診断には「痛み日記」 痛みが出るパターンを知る

 天気痛の症状は、我慢できる程度の人もいれば、家事や仕事が手につかないほどの症状に悩まされる人もいます。体調変化に対する不安や恐怖心など、心理的な要素が強く関わり悪化を招くのもこの病気の特徴です。いつ痛みが襲ってくるか分からないから友人との旅行も約束できない、台風が来るという予報を見るだけで体調が悪くなるという人もいます。
 佐藤先生が天気痛の診断と治療に最も有力なツールだと言うのが「痛み日記」です。痛み日記には、その日の天気、気圧の変化、痛みの強さ、薬の服用やその日の行動、症状や症状が出たタイミング、運動の有無、睡眠の具合を記します。1カ月ほど続けると、体調と天気がどう連動しているかが分かります。
 画像診断などで他の重篤な病気でないことを確認したら、治療に入ります。「痛み日記」で天気痛が出るパターンやタイミングが予測できるので、気圧の変化に応じて一番効果的なタイミングで事前に薬を飲み、痛みや不調を防ぎます。

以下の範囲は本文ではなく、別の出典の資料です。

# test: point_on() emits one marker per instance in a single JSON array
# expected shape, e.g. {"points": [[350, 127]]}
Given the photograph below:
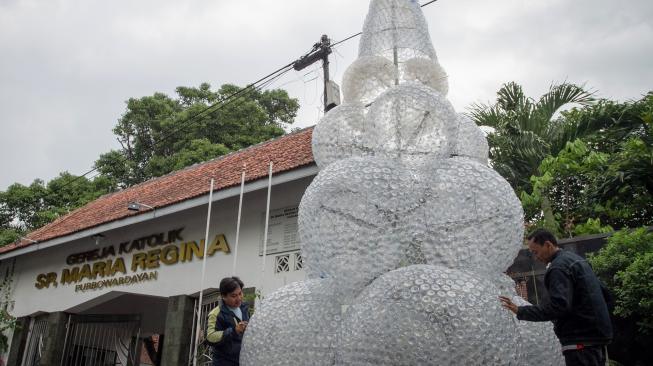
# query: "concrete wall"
{"points": [[172, 280]]}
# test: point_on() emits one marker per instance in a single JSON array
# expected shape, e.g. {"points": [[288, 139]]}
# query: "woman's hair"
{"points": [[230, 284]]}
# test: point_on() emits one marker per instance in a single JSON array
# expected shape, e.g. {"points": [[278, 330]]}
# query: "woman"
{"points": [[227, 323]]}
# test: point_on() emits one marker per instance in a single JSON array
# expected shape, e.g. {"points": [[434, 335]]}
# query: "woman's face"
{"points": [[234, 299]]}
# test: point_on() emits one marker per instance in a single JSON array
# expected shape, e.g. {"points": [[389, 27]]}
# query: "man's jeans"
{"points": [[588, 356]]}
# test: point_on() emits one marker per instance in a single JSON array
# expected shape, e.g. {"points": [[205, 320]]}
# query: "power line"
{"points": [[225, 101], [189, 121]]}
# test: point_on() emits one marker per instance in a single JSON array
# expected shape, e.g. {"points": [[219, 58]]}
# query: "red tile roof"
{"points": [[287, 153]]}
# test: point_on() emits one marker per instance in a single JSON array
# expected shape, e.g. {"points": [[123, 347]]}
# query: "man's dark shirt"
{"points": [[576, 304]]}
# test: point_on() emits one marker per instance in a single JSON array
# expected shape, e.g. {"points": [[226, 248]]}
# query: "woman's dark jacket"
{"points": [[576, 305]]}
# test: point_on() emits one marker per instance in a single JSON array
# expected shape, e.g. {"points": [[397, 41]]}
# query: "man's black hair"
{"points": [[230, 284], [540, 236]]}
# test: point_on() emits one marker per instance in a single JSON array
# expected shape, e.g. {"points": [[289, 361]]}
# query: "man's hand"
{"points": [[508, 304], [240, 327]]}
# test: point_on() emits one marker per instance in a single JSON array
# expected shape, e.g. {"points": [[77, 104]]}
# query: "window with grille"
{"points": [[299, 262], [282, 263]]}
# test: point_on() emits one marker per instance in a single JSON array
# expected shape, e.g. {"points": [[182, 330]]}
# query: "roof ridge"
{"points": [[104, 209]]}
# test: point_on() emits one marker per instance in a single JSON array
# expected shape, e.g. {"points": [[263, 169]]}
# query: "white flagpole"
{"points": [[199, 303], [267, 220], [240, 210]]}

 「天気痛に効果があるのは、抗めまい薬や漢方薬など。その人にどの薬が合うかを試しながら使っていきます。漢方薬の代表は五苓散など、内耳の血液循環を良くするものです。気圧への過剰な反応を抑える効果があります。乗り物酔い止めの市販薬も効果があります。薬のほかに、自律神経を整えるための規則正しい生活や十分な睡眠、適度な運動も大切です」(佐藤先生)。

天気痛予報で事前に対処 介護の場面でも活用を

 天気痛治療で肝心なのは、症状が出る前に対処できるようにすることです。それにより、「天気が悪くなっても大丈夫」と思えるようになり、それも軽快の大きな要因になります。

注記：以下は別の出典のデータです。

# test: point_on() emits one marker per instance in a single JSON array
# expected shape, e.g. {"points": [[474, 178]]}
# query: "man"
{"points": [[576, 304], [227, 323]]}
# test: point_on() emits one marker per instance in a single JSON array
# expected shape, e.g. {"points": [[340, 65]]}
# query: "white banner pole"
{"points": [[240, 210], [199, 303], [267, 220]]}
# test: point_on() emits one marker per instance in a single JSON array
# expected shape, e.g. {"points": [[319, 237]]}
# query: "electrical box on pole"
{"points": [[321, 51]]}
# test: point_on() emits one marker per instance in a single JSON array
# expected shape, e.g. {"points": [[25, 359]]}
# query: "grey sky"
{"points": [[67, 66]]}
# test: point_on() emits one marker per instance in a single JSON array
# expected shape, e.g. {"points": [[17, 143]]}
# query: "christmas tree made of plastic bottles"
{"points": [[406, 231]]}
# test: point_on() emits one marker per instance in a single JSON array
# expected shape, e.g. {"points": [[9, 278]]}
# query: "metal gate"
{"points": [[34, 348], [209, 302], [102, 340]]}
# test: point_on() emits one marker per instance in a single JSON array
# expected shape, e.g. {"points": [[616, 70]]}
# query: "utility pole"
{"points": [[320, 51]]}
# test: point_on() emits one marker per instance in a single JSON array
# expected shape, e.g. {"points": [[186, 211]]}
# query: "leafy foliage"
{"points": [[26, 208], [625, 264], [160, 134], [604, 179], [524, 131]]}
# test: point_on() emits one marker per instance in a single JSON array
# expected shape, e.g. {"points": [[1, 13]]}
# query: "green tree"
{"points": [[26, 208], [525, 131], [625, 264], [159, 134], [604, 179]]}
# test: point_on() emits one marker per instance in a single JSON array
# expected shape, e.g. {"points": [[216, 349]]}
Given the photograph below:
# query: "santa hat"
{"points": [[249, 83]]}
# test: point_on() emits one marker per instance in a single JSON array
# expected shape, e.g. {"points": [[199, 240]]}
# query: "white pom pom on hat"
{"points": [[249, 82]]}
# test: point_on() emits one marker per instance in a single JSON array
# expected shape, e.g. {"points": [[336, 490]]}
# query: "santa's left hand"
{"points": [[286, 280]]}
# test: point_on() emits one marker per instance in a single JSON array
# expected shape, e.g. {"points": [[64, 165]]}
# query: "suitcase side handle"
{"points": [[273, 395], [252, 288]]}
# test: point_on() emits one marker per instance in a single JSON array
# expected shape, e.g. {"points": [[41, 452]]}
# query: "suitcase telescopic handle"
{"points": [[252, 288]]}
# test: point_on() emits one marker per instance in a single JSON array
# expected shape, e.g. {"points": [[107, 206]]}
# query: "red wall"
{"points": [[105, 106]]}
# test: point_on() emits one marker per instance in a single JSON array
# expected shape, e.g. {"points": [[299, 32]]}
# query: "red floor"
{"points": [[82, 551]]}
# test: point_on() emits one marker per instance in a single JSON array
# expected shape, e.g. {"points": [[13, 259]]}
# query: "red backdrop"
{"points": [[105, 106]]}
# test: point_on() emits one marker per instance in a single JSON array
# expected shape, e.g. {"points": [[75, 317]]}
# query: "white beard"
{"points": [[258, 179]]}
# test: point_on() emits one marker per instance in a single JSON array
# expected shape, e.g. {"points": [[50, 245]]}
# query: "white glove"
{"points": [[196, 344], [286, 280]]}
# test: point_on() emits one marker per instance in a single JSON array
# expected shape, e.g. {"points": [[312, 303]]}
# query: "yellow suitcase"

 佐藤先生は、気象情報会社と連携して「全国の天気痛予報」(https://weathernews.jp/s/pain/)を毎日発信しています。全国の地域毎に気圧の変化などから天気痛の発症リスクを「安心」「やや注意」「注意」「警戒」の4段階で示します。薬を飲むタイミングや、旅行などでの対処にも活用できます。
 天気痛は、介護を受けている人の体調や認知機能に影響することも少なくありません。天気痛による体調の不良で介護がしづらくなることもあります。佐藤先生は「天気痛予報を、ご自身の体調の管理だけでなく、介護の場面の対処にも活かしてほしい」と話しています。